Troubleshooting an Ensemble instance
One of our development Ensemble instances is misbehaving. We suspect we'll just need to reinstall it - which would be a hassle. Before we do, we wanted to check we weren't missing some kind of easy fix. The symptoms we are seeing:
- A Cache process is running at 100% CPU on one core of the server - its the TASKMGR process
- That Cache process resumes at 100% on Ensemble restart, and indeed after server reboot
- There might be evidence of corruption in the task schedule: there's a "next scheduled date" of 1840-12-31 00:05...! (yes, we know that's $HOROLOG zero), and Description message that looks like it could be badly copied/misaligned pointer from a previous description. See screengrab, highlighted:
- Opening any DTLs in the management portal, in Studio, or via VS Code, across all namespaces, results in "ERROR in page definition: ERROR #6301: SAX XML Parser Error: XML or TEXT declaration must start at line 1, column 1 while processing Schema at line 2 offset 7"
We don't know whether these symptoms are related or not. Nor can we identify anything in what we've done on that server recently that might correlate to problems starting.
Before we scrub and reinstall the Ensemble instance, anything you might try, places you might look?
Thanks!!
Comments
I would check the following:
1. Check the %SYS.Task class with SQL but also do an Integrity check, to see if there are any errors on those globals that hold that task manager data.
2. if the "corrupted"/"copied" task (with $h=0) is the one that consume 100% of CPU, I would try to "re-schedule" it to see if the new "next date" is set to something else. If not, to delete (you don't need to re-create it, looks like 1001 is a copy of 1000)

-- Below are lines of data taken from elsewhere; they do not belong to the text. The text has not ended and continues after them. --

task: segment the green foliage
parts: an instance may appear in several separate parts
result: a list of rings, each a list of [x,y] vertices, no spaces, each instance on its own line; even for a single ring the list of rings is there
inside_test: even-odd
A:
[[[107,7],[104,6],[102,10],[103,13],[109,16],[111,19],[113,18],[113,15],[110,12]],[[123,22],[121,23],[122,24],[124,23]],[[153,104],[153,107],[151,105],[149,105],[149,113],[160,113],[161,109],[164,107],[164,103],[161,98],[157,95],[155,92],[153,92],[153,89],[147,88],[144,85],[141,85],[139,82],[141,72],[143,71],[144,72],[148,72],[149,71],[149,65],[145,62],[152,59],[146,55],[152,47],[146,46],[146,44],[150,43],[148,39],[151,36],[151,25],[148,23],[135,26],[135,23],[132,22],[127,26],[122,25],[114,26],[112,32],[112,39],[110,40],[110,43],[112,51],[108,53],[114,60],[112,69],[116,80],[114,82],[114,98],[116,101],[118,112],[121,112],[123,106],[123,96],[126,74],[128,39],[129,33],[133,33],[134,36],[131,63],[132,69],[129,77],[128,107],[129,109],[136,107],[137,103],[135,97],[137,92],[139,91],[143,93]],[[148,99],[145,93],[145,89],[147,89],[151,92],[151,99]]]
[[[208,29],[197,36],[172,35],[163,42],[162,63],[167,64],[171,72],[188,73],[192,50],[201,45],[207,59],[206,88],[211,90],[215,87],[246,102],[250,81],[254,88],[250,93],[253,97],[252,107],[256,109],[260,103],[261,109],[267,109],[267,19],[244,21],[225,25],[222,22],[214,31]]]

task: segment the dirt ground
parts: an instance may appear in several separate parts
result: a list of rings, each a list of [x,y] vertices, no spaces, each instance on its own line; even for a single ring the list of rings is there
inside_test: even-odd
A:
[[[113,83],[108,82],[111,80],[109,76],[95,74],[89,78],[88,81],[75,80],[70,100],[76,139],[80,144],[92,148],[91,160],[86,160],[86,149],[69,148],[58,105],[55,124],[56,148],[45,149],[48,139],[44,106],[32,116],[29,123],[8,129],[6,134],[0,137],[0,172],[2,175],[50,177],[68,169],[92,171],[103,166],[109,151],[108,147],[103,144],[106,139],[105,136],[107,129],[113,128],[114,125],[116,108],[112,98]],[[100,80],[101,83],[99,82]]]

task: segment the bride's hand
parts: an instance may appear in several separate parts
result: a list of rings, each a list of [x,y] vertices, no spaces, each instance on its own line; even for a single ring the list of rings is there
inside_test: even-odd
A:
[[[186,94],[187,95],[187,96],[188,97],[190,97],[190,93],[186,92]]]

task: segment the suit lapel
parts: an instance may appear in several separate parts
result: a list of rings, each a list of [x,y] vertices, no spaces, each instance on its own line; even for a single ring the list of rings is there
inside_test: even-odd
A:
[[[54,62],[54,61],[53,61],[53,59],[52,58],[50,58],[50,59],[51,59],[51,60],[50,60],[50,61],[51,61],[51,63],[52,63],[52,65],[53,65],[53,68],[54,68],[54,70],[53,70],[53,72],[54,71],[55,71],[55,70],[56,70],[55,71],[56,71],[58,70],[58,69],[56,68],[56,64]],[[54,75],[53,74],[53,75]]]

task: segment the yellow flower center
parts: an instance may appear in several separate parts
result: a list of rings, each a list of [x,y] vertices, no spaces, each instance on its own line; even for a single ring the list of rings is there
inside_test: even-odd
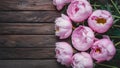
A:
[[[97,48],[97,49],[95,50],[95,52],[97,52],[97,53],[101,53],[100,48]]]
[[[97,18],[96,21],[98,24],[105,24],[106,23],[106,19],[104,19],[104,18]]]

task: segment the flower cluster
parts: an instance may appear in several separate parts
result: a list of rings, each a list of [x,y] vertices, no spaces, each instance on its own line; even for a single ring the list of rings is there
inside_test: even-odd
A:
[[[55,34],[59,39],[71,36],[74,50],[67,42],[57,42],[55,52],[57,61],[73,68],[93,68],[93,60],[97,63],[109,61],[116,53],[115,46],[109,36],[103,35],[99,39],[95,33],[103,34],[113,24],[113,17],[109,11],[95,10],[87,0],[53,0],[53,4],[61,10],[68,4],[67,15],[55,20]],[[72,29],[73,24],[83,23],[87,20],[88,26],[79,25]]]

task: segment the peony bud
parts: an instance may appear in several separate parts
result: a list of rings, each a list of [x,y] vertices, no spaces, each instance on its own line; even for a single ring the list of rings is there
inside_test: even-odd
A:
[[[73,68],[93,68],[93,60],[86,52],[77,53],[72,58]]]
[[[86,26],[77,27],[72,34],[72,44],[79,51],[88,50],[94,43],[94,32]]]
[[[70,19],[62,14],[62,17],[59,17],[55,20],[55,30],[56,36],[60,39],[68,38],[72,32],[72,23]]]
[[[88,25],[98,33],[106,32],[112,24],[112,15],[106,10],[96,10],[88,19]]]
[[[82,22],[92,13],[92,7],[87,0],[74,0],[68,6],[67,14],[74,22]]]
[[[97,62],[109,61],[116,53],[116,49],[110,39],[103,38],[96,41],[91,48],[90,55]]]
[[[73,49],[68,43],[57,42],[55,52],[58,62],[66,66],[71,65]]]
[[[61,10],[67,3],[72,0],[53,0],[53,4],[57,7],[57,10]]]

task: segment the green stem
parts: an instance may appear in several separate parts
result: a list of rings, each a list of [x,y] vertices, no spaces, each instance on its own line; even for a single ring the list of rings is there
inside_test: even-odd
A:
[[[106,64],[100,64],[100,63],[96,63],[97,65],[101,65],[101,66],[105,66],[105,67],[109,67],[109,68],[118,68],[115,66],[111,66],[111,65],[106,65]]]
[[[116,15],[112,15],[113,17],[115,17],[115,18],[119,18],[120,19],[120,17],[119,16],[116,16]]]
[[[115,44],[115,46],[120,45],[120,41]]]
[[[115,7],[115,9],[117,10],[117,12],[120,14],[120,11],[119,11],[119,9],[117,8],[117,6],[115,5],[115,3],[113,2],[113,0],[111,0],[111,2],[112,2],[112,4],[113,4],[113,6]]]

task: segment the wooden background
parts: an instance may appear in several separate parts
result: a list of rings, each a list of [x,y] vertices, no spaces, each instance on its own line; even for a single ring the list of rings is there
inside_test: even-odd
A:
[[[54,58],[59,16],[52,0],[0,0],[0,68],[65,68]],[[119,54],[105,64],[120,67]]]

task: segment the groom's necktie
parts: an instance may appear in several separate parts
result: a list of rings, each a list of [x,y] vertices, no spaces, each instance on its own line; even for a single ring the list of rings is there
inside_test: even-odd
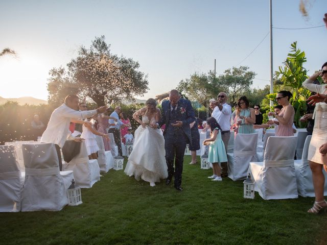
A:
[[[176,106],[172,106],[172,108],[173,108],[173,110],[172,111],[172,115],[173,115],[173,116],[175,117],[175,116],[176,116]]]

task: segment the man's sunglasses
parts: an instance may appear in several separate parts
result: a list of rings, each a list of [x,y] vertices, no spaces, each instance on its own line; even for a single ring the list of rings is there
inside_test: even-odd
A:
[[[321,71],[321,76],[323,76],[323,75],[325,73],[327,73],[327,70],[320,70],[320,71]]]

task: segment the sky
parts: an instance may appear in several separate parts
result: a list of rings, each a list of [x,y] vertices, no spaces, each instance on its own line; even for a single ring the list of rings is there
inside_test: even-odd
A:
[[[295,41],[306,52],[309,75],[327,60],[325,27],[275,29],[323,25],[326,0],[305,2],[307,17],[300,0],[272,0],[274,70]],[[217,75],[244,65],[256,74],[253,87],[270,84],[269,0],[0,0],[0,51],[17,54],[0,57],[2,97],[46,100],[49,70],[65,66],[101,35],[112,53],[138,61],[148,75],[149,89],[139,99],[214,70],[215,59]]]

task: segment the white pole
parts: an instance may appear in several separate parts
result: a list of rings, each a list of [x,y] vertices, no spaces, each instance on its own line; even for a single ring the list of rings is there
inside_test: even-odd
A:
[[[272,67],[272,0],[270,2],[270,93],[274,92],[274,82]],[[273,106],[273,102],[270,101],[270,106]]]

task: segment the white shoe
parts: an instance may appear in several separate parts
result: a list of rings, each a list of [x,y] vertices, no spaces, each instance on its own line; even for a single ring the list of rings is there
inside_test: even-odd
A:
[[[221,177],[217,176],[215,179],[214,179],[213,180],[212,180],[213,181],[221,181],[223,180],[223,179],[221,178]]]

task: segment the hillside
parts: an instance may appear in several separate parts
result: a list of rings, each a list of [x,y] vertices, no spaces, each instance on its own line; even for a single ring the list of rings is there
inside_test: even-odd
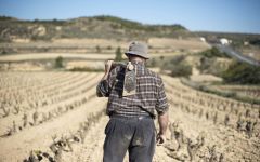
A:
[[[22,21],[0,16],[0,41],[13,39],[51,40],[61,38],[147,39],[151,37],[192,37],[181,25],[144,25],[114,16],[73,19]]]

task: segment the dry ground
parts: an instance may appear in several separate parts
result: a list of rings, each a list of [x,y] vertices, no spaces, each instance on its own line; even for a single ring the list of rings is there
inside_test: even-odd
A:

3. Monitor the 100% CPU task (SMP or JOBEXAM) to try to understand at what commands it's "stuck"
Thanks. Not sure how to do all the things you suggested (1 or 3), but tried (2) using the Scheduled Tasks page in management portal. Couldn't suspend or delete the problematic task - getting SQL errors about not being able to lock or access a table.
Thanks. Not sure how to do all the things you suggested (1 or 3), but tried (2) using the Scheduled Tasks page in management portal. Couldn't suspend or delete the problematic task - getting SQL errors about not being able to lock or access a table.
I'm not answering your question, but just as a side note - with using Docker as a dev environment you don't bother with installing of Ensemble or IRIS at all. You can switch IRIS version at any moment if something went wrong or you need a fresher version.
I would try to export all the classes of the production and import it into a new namespace. After that try to open a DTL and check if it works. If there is no error the problem would be a corruption in the original namespace.
Thanks for suggestion, but we already know it affects all namespaces 😥
Have you tried using the console version of task manager?
I would do that first.
If you have another Ensemble instance you could figure out where the in the system tasks are stored using journalling and making a change to a task.
Once you know where the task is stored to just kill or change the associated global.
Thanks Alexander. Terminal Task Manager:
- can delete other tasks, but
- trying to delete the "corrupted" one get: "ERROR #5803: Failed to acquire exclusive lock on instance of '%SYS.Task'" (same as when using Management Portal)
Re figuring our where system tasks are stored via journalling, I understand the principle of what you are saying but we are probably reckoning the effort in doing that at least as great as scrubbing and reinstalling - we lose some config (we've got it documented, but the developer who did it originally has left), but no important running code.
Some odd questions:
1) Is the license still valid
2) Is it possible to suspend the Task Schedule before changing the problem item.
.png)
Alex, thanks. Yes, license is still valid. And no, not possible to suspend before changing problem item - getting databases locking errors when I try. No idea how we managed to corrupt this quite so thoroughly!!
From terminal / csession do you get "1" returned when running:
write ##class(%SYS.TaskSuper).SuspendSet(1)
Failing that, if the server is not being used currently would stop and then start Ensemble Service in Emergency Mode and disable TaskScheduler / remove problem schedule. Then shut down Ensemble service from Emergency mode and start up Ensemble as normal.
For the sake of having an "accepted" answer on this post: we never got to the bottom of what was going on, and scrubbed and reinstalled Ensemble. Thanks for suggestions - some useful learning, even if we were never able to get to the bottom of what was going on.